Büyük bir ihtimalle ödenen toplam ücret bürokrat AKP’li beyin aylık maaşından fazla idi!
* * *
Ahmet Hakan’ın İsmail Kılıçaslan’dan naklettiği sözler genellikle AKP döneminde iyice çığrından çıkan kadın-erkek eşitsizliği üzerine kurgulanmış.
Bıkmadan usanmadan Türkiye’deki tabuları yıkan, cesareti ama ötesi çılgın zekâsı ile kendisine duyduğum hayranlığımı her daim taze tutan Ayşe Arman da 2 gündür Hürriyet’te tebdil-i kıyafet eyleyerek her iki kampta da mahalle baskısının seviyesini şahsi olarak gözlemliyor.
Mahalle baskısını fazla hissetmediğini söylüyor ama bir kadın olarak İslamcıların kadınlara layık gördüğü 2. sınıf vatandaş muamelesinden haklı olarak yakınıyor.
* * *
Ben hem İsmail Kılıçaslan, hem de Ayşe Arman’ın gözlemlerine ve tespitlerine katılıyorum. Ancak, benim beynim bir iktisatçı olarak, iktisadi determinizm (iktisadi yön vericilik) esasına göre çalışır.
Erkek kadına, patron işçiye, bir grup diğer gruba dayatabiliyorsa ivedelikle iktisaden üstün olmak zorundadır.
O gözle baktığımda ben İsmail Kılıçaslan’ın “Geçmişte ‘sistem dışı’ olan İslamcılar bugün sistemin kendisi haline gelmişlerdir” mealli sözlerini “Geçmişte ‘sistem dışı’ olan İslamcılar bugün sistemin yeni asalakları haline gelmişlerdir” diye ifade etmek isterim.
* * *
Ülkemizde devlet hâlâ ekonomide büyük söz sahibidir. Devlet devasa mal/hizmet/yatırım satın alan, dolayısı ile devasa para harcayan bir aygıttır.

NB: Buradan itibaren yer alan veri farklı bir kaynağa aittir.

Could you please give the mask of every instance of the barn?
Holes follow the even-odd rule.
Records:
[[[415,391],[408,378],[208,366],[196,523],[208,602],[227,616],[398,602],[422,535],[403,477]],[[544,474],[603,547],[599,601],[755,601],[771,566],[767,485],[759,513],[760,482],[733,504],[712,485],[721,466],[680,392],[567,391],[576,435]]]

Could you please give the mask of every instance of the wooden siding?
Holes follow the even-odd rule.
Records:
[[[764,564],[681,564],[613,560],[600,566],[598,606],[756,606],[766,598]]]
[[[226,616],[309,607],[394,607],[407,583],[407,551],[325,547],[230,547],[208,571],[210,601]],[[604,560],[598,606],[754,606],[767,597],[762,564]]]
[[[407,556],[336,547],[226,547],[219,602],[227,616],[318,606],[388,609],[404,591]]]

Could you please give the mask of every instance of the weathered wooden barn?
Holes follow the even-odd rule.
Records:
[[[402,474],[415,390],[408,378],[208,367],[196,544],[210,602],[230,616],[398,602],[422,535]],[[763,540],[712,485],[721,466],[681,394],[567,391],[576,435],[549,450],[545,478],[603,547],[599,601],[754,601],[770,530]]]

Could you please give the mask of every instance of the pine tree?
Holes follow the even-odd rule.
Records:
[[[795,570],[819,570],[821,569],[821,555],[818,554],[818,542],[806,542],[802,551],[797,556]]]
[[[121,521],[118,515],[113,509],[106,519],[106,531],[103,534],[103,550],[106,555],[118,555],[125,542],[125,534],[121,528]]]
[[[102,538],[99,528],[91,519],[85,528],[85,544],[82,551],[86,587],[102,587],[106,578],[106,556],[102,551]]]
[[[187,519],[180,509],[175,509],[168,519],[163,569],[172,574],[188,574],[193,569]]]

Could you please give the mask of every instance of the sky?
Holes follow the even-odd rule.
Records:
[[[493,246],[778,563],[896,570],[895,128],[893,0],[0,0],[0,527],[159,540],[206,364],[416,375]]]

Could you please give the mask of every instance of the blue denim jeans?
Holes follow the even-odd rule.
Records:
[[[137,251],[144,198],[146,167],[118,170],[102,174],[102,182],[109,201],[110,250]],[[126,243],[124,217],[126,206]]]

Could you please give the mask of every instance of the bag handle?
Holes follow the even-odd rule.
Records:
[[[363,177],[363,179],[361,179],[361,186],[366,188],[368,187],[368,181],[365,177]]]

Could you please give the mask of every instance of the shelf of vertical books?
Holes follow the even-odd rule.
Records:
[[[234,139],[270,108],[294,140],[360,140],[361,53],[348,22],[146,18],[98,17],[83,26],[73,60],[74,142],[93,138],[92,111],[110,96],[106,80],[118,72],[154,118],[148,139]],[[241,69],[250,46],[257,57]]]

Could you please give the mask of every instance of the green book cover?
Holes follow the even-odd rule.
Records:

Bundan dolayı Türkiye’de kamusal alana yön veren siyasi ve bürokratik elit iktisadi hayatta ayrı bir önem arz eder.
“Başkasının parasını başkası için harcama” yetkisi ile donanmış siyasetçiler ve bürokratlar da, tabii ki, “Bal tutan parmak yalar” prensibinden uzak kalamazlar.
Bu durum Cumhuriyet tarihinin bir özetidir. Kim siyasi iktidarı ele geçirirse “ulufe dağıtan” duruma geçer, ulufenin bir kısmını da cebe indirir!
* * *
Ülkemizde yeni olan “ulufe dağıtım sistemi”nin mağdurları adına hareket ettiğini söyleyen bir kadronun iktidarı ele geçirmesidir. Ancak, mağdurları temsil ettiğini söyleyen kadro da, iktidarı ele geçirir geçirmez, vaat ettiği gibi sistemi tersyüz etmeye kalkmak yerine sistemi kendine yontmaya başlamıştır.
* * *
Düzen aynı düzendir, sadece “düzen” değişmiş, “düzülen” ise aynı kalmıştır!
Gucci türban beyine eşarp aldırırken şirretlenecek kadar ilerlerken, pazar işi türban yazlık tesettür otellerinin varlığını kıpırdamadığı köşesinde Ayşe Arman’dan duymaktadır.